1. Investigations and Breaches
   1. We Treat unauthorized access to personally identifiable information (“PII”) as a security incident. We investigate all security incidents. We maintain a security response plan and a security incident tracking system. Not all security incidents are Data Breaches.
   2. A "Data Breach" is an unauthorized release of PII that
      1. compromises the confidentiality or integrity of the PII,
      2. in a way reasonably likely to harm the data subject, and
      3. that harm is likely to be substantial (such as financial information, account credentials, or medical information).
   3. It is a security incident, but not a data breach, when there is unauthorized access to PII and 
      1. The PII was encrypted, and the encryption key was not accessed or acquired; or
      2. The person obtaining unauthorized access is at the same entity as the account holder and has the same confidentiality obligations to the data subject as the account holder.
2. Notices for Data Breaches
   
   1. We notify Educators and Entity Administrators of Data Breaches.
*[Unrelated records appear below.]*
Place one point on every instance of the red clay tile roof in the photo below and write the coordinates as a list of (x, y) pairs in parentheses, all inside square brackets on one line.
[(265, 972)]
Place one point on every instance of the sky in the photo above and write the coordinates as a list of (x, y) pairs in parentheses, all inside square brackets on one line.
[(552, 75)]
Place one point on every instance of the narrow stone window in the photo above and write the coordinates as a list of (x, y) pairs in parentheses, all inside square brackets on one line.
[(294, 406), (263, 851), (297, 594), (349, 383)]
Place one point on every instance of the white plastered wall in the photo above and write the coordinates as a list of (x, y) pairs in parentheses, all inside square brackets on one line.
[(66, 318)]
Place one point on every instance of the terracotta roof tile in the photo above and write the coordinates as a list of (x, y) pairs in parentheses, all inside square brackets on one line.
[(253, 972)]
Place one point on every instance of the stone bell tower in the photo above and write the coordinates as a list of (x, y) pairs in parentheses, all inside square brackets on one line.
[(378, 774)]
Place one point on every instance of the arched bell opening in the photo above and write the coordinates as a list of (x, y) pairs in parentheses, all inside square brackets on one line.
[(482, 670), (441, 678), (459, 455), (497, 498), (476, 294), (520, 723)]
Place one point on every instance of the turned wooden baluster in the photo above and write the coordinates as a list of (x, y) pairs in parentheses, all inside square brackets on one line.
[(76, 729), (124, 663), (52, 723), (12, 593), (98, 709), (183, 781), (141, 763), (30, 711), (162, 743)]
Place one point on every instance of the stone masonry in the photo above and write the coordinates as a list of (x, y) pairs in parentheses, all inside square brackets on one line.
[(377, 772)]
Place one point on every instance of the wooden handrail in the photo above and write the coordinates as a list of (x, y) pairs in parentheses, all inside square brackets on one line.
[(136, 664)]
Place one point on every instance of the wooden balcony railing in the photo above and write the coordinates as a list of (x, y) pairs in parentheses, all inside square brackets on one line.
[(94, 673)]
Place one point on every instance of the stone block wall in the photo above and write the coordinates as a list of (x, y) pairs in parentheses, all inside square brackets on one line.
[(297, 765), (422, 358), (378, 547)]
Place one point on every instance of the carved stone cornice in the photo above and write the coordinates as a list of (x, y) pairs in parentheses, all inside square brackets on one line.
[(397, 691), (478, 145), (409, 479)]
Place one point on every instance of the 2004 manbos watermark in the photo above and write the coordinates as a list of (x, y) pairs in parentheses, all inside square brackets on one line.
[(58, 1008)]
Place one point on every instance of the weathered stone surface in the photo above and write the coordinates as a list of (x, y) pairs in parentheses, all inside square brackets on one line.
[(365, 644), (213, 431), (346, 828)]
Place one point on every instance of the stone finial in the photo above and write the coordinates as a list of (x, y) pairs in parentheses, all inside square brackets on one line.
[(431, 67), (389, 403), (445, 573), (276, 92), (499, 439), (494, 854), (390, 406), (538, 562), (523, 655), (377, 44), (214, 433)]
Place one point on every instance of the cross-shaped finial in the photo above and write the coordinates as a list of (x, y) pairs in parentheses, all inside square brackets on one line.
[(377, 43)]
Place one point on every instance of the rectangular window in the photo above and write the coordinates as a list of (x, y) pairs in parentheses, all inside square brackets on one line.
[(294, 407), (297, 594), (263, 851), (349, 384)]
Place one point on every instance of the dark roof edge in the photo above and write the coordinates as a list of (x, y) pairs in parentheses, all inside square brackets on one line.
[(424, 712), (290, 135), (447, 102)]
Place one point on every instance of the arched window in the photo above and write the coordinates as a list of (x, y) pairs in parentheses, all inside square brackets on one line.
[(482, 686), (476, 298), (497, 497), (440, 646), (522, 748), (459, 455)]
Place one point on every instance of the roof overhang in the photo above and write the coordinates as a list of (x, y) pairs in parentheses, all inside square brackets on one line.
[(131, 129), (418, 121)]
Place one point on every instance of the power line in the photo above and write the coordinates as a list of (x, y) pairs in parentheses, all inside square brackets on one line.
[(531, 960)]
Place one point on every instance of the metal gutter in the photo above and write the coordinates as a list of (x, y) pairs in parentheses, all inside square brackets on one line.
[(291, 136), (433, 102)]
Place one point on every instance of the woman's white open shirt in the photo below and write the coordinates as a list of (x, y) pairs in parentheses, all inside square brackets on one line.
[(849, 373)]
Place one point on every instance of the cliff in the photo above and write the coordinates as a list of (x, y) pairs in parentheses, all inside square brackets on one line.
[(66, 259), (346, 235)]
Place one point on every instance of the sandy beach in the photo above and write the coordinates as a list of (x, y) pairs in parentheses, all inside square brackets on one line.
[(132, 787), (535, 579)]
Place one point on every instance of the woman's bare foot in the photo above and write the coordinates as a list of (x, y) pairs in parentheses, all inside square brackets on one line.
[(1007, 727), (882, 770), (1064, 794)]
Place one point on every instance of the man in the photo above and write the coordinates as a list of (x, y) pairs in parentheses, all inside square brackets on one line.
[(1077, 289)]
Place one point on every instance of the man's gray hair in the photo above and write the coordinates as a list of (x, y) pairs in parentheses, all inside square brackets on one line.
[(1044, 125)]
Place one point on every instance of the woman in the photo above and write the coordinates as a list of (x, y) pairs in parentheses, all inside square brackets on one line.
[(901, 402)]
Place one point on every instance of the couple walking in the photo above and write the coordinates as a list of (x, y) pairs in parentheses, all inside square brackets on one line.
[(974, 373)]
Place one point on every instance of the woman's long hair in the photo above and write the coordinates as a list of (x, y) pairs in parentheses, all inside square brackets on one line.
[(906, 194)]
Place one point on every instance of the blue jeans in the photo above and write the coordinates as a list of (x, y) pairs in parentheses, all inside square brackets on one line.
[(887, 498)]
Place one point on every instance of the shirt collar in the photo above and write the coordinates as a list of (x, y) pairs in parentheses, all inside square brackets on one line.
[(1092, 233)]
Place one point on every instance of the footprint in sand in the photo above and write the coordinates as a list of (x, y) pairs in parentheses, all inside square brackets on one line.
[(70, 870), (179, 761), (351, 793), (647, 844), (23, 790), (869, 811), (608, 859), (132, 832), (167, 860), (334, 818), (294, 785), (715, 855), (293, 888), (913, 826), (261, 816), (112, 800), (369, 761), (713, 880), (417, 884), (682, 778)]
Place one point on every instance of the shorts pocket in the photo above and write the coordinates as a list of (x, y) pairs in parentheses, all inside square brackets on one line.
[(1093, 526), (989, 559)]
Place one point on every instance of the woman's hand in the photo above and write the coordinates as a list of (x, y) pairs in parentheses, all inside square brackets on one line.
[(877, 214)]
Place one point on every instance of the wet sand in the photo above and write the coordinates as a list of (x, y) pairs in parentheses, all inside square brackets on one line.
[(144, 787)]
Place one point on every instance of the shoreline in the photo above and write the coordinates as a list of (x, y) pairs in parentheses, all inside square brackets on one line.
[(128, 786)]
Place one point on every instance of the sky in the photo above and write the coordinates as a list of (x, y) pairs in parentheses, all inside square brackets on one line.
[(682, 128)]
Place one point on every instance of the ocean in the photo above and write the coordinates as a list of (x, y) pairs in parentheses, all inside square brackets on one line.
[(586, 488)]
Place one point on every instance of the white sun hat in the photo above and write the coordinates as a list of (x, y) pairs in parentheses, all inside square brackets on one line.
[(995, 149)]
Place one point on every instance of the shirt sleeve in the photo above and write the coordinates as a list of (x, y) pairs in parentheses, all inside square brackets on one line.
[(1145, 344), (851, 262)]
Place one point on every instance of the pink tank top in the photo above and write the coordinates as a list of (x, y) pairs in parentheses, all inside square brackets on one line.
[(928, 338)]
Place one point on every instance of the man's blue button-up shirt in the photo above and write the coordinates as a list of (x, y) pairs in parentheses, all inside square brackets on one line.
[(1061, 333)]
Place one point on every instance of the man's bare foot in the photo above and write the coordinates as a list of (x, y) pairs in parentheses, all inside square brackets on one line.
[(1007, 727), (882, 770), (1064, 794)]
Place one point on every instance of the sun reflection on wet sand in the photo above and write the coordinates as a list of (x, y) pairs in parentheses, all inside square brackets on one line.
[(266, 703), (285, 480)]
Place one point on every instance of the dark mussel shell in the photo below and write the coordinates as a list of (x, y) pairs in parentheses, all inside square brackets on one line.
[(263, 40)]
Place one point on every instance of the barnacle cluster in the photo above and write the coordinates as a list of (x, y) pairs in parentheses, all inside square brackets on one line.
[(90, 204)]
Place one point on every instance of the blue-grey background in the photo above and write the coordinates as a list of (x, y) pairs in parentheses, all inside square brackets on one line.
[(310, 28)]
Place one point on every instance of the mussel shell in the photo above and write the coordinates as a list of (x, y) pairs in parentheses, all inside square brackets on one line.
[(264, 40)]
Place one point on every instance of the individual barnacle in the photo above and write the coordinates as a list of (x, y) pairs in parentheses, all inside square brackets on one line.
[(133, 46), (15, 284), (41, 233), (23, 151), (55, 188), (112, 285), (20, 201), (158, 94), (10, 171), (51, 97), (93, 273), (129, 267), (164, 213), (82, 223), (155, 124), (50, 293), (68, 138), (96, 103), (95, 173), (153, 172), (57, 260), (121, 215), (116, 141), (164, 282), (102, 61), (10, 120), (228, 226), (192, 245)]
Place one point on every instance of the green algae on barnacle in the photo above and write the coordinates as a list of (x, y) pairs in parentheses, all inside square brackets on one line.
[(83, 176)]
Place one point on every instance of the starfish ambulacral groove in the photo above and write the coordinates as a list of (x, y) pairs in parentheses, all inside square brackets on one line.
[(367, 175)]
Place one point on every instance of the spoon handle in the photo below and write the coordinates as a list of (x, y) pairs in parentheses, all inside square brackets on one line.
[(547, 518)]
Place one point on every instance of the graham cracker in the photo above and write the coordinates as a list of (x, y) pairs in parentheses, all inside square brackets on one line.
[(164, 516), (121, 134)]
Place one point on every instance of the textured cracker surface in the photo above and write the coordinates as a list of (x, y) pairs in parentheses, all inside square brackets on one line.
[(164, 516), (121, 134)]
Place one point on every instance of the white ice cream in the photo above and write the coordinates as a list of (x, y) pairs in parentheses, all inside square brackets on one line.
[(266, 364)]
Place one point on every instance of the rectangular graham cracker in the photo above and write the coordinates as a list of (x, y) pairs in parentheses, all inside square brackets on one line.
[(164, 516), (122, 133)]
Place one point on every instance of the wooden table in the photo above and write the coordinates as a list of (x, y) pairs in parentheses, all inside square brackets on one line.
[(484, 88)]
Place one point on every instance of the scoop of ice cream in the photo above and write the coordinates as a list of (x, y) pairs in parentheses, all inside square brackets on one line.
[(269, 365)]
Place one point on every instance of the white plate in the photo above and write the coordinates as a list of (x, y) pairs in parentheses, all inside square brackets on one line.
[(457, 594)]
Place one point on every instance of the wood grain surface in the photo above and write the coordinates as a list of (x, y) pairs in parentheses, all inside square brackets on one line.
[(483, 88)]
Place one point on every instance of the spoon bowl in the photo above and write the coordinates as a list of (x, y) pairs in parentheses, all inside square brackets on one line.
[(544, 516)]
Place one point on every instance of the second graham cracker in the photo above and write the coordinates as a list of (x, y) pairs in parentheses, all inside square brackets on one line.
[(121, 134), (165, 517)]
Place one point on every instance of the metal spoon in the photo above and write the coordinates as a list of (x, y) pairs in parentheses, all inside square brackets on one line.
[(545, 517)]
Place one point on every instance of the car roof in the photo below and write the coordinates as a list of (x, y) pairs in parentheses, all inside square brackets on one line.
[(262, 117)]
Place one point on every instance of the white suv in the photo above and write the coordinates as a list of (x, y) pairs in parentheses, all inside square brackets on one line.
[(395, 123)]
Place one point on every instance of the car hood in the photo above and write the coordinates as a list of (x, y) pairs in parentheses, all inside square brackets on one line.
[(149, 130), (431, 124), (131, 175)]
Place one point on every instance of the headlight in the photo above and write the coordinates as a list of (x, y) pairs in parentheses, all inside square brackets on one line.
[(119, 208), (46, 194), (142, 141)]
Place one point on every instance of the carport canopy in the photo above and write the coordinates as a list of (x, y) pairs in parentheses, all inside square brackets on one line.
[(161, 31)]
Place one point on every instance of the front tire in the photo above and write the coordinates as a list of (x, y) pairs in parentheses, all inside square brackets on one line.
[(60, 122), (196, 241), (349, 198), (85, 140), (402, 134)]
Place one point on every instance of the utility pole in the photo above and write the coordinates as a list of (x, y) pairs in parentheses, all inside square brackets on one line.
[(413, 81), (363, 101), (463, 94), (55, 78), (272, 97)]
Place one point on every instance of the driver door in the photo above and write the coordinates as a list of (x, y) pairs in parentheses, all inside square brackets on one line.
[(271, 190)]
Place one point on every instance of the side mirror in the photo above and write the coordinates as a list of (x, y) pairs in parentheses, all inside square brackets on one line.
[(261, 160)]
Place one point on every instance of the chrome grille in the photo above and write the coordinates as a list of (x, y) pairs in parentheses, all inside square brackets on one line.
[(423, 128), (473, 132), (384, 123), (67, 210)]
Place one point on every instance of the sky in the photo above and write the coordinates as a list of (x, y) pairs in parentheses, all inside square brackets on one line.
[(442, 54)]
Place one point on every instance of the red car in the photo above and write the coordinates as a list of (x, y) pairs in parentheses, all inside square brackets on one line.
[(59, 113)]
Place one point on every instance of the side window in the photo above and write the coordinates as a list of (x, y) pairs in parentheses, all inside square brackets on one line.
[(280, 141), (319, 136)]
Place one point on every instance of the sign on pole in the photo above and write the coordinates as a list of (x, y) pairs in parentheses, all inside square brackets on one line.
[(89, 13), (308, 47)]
They in turn must inform students and parents if student data is affected. If we have a signed data protection agreement with an Entity, the terms of that agreement control.
   2. If we determine that personal information was involved, we will provide notice as soon as reasonably possible (within 7 days but usually more quickly). Notices will include in plain language (a) what happened, (b) what PII was involved, (c) any information we have about when the incident occurred, (d) what we are doing, (e) what you can do, and (f), if applicable, how to obtain more information about the investigation and/or resolution.
3. Security Incident Notices: We may inform affected parties of security incidents that are not Data Breaches. For example, we may inform targets of a phishing attack launched against them.
4. Law Enforcement and Regulators: We notify appropriate authorities or regulators of Data Breaches as required by law. We follow law enforcement instructions to delay notice if needed.